For ordinary equities and ETFs, in an ordinary taxable account (tax-advantaged accounts like IRAs have different rules, as to different kinds of investments) the IRS also allows cost basis to be reported by specific identification. A lot is a group of shares you bought in one transaction. A lot is identified by the number of shares, the price you paid for them, and the date the trade executed. When you sell, you specify from which lot(s) you are selling, and the cost basis of that specific lot is used to calculate your gain or loss.

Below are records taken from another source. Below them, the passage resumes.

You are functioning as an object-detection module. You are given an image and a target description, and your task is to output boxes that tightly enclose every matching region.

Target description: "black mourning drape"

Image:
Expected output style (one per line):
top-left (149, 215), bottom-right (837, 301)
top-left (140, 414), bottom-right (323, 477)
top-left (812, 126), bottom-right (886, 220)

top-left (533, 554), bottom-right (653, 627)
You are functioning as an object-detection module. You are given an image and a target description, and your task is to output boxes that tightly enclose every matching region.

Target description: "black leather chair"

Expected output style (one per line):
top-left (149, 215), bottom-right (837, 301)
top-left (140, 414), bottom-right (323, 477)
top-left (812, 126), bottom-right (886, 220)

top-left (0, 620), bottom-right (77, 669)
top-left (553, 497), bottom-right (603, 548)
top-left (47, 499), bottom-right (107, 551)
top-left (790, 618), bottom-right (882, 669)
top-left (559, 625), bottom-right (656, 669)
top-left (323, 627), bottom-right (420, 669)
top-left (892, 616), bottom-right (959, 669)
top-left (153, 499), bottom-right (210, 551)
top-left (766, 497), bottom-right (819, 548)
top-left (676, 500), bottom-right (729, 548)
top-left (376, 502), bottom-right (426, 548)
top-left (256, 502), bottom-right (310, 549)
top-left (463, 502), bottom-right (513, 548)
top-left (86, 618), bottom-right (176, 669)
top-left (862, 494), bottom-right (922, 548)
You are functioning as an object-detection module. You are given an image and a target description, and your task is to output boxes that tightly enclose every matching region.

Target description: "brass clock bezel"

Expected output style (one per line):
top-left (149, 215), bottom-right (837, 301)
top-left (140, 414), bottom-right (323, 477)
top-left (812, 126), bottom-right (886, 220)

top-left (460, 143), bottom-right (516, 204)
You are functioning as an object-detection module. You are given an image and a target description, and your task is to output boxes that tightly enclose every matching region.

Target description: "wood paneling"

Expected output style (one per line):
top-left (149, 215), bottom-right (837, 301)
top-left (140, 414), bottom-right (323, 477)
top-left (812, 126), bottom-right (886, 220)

When using specific identification, you can sell whatever lots you want. The IRS doesn't care, as long as you don't do inconsistent things like share the same shares twice. But a common strategy is to sell lots in this order:

  1. Short term losses (held less than 1 year), with greatest losses first
  2. Long term losses
  3. Short term lots with no losses or gains
  4. Long term lots with no losses or gains
  5. Long term gains, least gain first
  6. Short term gains, least gain first

The objective of this strategy is to maximize tax deductions by realizing losses, and if gains must be realized, realizing them as long term capital gains as much as possible, as these are taxed at a lower rate. This is a more tax-efficient strategy than FIFO.

It's likely your broker can automatically perform this strategy for you (although you may have to ask for it), and the 1099-B and other tax documentation they send you at the end of the year will reflect this. These days any electronic tax package can automatically import all your trades from your broker so you don't have the tedium of entering all the data.

Since FIFO requires tracking all the lots anyway, and in practice computers automate all the tedium involved with a more tax-efficient cost basis method, I can't think of any reason to use FIFO.

The gritty details, if you want them, are in IRS publication 550.